David Dalglish (born April 2, 1984) is an American writer of epic fantasy fiction.

==Early life and education==
Dalglish graduated with a degree in Mathematics from Missouri Southern State University in 2006.

== Career ==

Dalglish used to live in Missouri where he worked odd jobs before self-publishing his first novel, The Weight of Blood, in 2010. In 2013, after releasing fifteen novels as e-books and more than 200,000 sales, Dalglish signed a publishing deal with Orbit Books to re-release his Shadowdance Series of novels. Later that year, he also signed an agreement with 47North, part of Amazon Publishing, to publish a new series, The Breaking World. In 2019 he, along with his family, moved to South Carolina, where he has written the series "The Keepers".

== Work ==

Most of Dalglish's work takes place within his invented world of Dezrel, and much was originally self-published: The Half-Orcs, an R.A. Salvatore-inspired series starring a pair half-orc brothers; The Shadowdance Series, a lengthy adventure starring thieves and assassins; The Paladins; and The Breaking World (published by 47North, which chronicles the creation of his world and the war between gods that is referenced in all his earlier works.) Dalglish also served as editor and main contributor to A Land of Ash, a short fiction anthology dealing with the fallout from the eruption of the Yellowstone Caldera.

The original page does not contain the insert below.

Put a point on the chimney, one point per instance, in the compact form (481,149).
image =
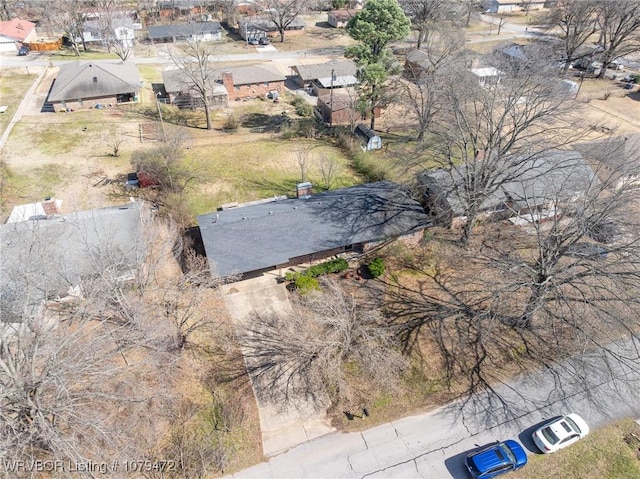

Publishers Weekly wrote that, "Dalglish puts familiar pieces together with a freshness and pleasure that are contagious."

According to fantasy author Sam Sykes, "Dalglish concocts a heady cocktail of energy, breakneck pace, and excitement."

== Bibliography ==
===The Half-Orcs (self-Published)===
- The Weight of Blood (January 31, 2010)
- The Cost of Betrayal (March 25, 2010)
- The Death of Promises (May 30, 2010)
- The Shadows of Grace (October 7, 2010)
- A Sliver of Redemption (January 19, 2011)
- A Prison of Angels (November 29, 2012)
- The King of the Vile (January 26, 2015)
- The King of the Fallen (August 3, 2020)

===The Shadowdance Series===
- A Dance of Cloaks (self-published 2011, with Orbit Books October 8, 2013)
- A Dance of Blades (self-published 2011, with Orbit Books November 5, 2013)
- A Dance of Mirrors (self-published as A Dance of Death 2012, with Orbit Books December 3, 2013)
- A Dance of Shadows (self-published as Blood of the Father 2012, with Orbit Books May 20, 2014)
- A Dance of Ghosts (Orbit Books, November 11, 2014)
- A Dance of Chaos (Orbit Books, May 12, 2015)
- Cloak and Spider: A Shadowdance Novella (Orbit Books, December 3, 2013)

===The Paladins (self-published)===
- Night of Wolves (May 31, 2011)
- Clash of Faiths (July 24, 2011)
- The Old Ways (December 30, 2011)
- The Broken Pieces (August 19, 2012)

===The Breaking World (with Robert J. Duperr) (47North)===
- Dawn of Swords (January 14, 2014)
- Wrath of Lions (April 22, 2014)
- Blood of Gods (October 14, 2014)

===The Seraphim Trilogy (Orbit Books)===
- Skyborn (November 17, 2015)
- Fireborn (November 22, 2016)
- Shadowborn (November 7, 2017)

===The Keepers (Orbit Books)===
- Soulkeeper (March 19, 2019)
- Ravencaller (March 17, 2020)
- Voidbreaker (February 9, 2021)

===Vagrant Gods (Orbit Books)===
- The Bladed Faith (April 5, 2022)
- The Sapphire Altar (January 10, 2023)
- The Slain Divine (January 9, 2024)

==Other works==
In 2016, Dalglish gave his permission for Night of Wolves, book one of The Paladins, to be turned into Paladins: Text Adventure, a work of interactive fiction available from Delight Games. In 2017, Clash of Faiths, book two of The Paladins, was also added to this program. It is currently available on Google Play and Amazon Underground.